The Penn and Teller of Metroid Games

Surprise surprise, Super Metroid and Metroid Fusion are two perfect examples to illustrate what I’m talking about. Who’d have guessed that I’d pick these?

The entirety of the text of Super Metroid begins with “The last Metroid is in captivity. The galaxy is at peace.” The rest of it details the previous two games, as well as giving a brief prelude to the action that’s about to take place. But that’s it in terms of text! You would expect, given the nature of how there’s no dialogue in the game, that this would be firmly in the abstract category.

You’d be wrong, though. Everything in the (albeit minimal) story is quite plain, even without the aid of explanation. Upon beating the fourth boss, you come across the now shattered container that once housed wittle Samus Jr., the last Metroid. Okay, so maybe we don’t quite know all the details, but the baddies had the Metroid, and now they don’t. When we venture into Mother Brain’s HQ, we are greeted by a giant Metroid, who almost kills Samus, but doesn’t. It rather sheepishly flies away, only to return and save Samus’ life, presumably because it recognized our favorite bounty hunter from when it was a baby. It sacrifices itself in the process. Whoops, spoilers.

All of this is pretty much concrete. It doesn’t leave anything to the imagination, and has a solid, unambiguous narrative. If you’re still on board with me at this point, you’ll agree that viewing Super Metroid this way makes Fusion seem all the more ridiculous. All the internal monologues giving backstory about Samus’ relationship with her now-A.I. CO. All the “assignment briefings” that basically tell you what you’ve done and what you’re going to do next. When placed squarely next to Super Metroid, it doesn’t seem necessary to do all that hand-holding, especially since the devs clearly understood textless context clues (like the bones of a parasitically devoured boss, or the molted exoskeletons of distressingly large Metroid larvae).

The Takeaway

Whether a game tells a story abstractly or concretely isn’t a judgment about its quality. “I’m Commander Shepard, and this is my favorite store on the Citadel” might not be the best example, but the dialogue and lore in Mass Effect was tremendous! The equally prolix Ocarina of Time tends to fall short of storytelling excellency. Hyper Light Drifter is the strong, silent type, but sports a beautifully free-form story. Games like Proteus sport abstract non-stories that pretend to be deep, but aren’t.

Still others mix the two. Ori and the Blind ForestAxiom Verge, and Brothers: A Tale of Two Sons all have elements that clearly explain plot points, but others that deepen mysteries and give the sense of an incomplete picture that must be filled in by imagination.

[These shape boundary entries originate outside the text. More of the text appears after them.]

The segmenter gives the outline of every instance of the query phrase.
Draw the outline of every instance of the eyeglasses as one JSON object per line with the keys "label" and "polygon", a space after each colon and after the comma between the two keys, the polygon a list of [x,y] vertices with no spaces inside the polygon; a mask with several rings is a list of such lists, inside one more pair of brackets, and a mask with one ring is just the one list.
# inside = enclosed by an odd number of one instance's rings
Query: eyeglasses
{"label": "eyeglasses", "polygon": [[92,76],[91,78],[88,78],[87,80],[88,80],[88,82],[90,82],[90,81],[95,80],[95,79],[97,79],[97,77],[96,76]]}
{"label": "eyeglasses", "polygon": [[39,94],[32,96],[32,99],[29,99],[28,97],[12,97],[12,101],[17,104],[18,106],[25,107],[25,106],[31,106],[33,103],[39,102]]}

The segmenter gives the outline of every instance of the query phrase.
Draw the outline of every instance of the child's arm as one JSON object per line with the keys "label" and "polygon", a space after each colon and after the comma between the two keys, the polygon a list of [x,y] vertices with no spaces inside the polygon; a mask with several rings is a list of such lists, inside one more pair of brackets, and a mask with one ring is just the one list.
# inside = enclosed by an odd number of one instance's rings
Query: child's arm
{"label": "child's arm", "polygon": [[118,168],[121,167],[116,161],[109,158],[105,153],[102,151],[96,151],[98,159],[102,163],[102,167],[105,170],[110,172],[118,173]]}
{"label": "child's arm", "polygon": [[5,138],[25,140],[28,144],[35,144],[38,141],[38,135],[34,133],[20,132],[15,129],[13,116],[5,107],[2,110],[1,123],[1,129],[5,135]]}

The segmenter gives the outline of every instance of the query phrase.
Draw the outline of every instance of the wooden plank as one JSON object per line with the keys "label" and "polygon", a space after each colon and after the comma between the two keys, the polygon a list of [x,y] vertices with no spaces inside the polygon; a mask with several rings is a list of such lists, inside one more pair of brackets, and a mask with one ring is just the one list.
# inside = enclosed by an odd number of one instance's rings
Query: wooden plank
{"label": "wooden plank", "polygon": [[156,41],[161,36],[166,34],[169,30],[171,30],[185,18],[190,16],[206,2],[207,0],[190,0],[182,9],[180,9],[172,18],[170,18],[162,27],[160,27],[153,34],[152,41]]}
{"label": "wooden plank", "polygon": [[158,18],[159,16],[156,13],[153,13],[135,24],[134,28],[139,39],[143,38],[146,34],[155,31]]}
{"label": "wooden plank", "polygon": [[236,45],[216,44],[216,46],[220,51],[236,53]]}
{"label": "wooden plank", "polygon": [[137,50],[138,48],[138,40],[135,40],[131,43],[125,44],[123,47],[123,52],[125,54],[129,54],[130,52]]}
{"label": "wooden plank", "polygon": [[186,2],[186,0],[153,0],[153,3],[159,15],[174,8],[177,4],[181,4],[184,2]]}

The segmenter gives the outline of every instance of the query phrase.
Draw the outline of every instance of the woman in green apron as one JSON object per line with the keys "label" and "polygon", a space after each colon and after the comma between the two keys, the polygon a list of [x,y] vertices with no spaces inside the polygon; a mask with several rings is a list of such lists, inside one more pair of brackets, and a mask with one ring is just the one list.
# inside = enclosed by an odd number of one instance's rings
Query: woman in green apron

There are tons of ways to tell a good story, and many good stories left to be told. They should make you feel like you’ve gone somewhere, done something. They should make you feel different than when you started. Whether devs do that with or without words, abstractly or concretely, is up to them. If it’s done well, players will feel it, even if they don’t quite know what they’re feeling.

Heaven knows, when I play a good game, I feel it. Like I said at the beginning: nothing gets me like a good story.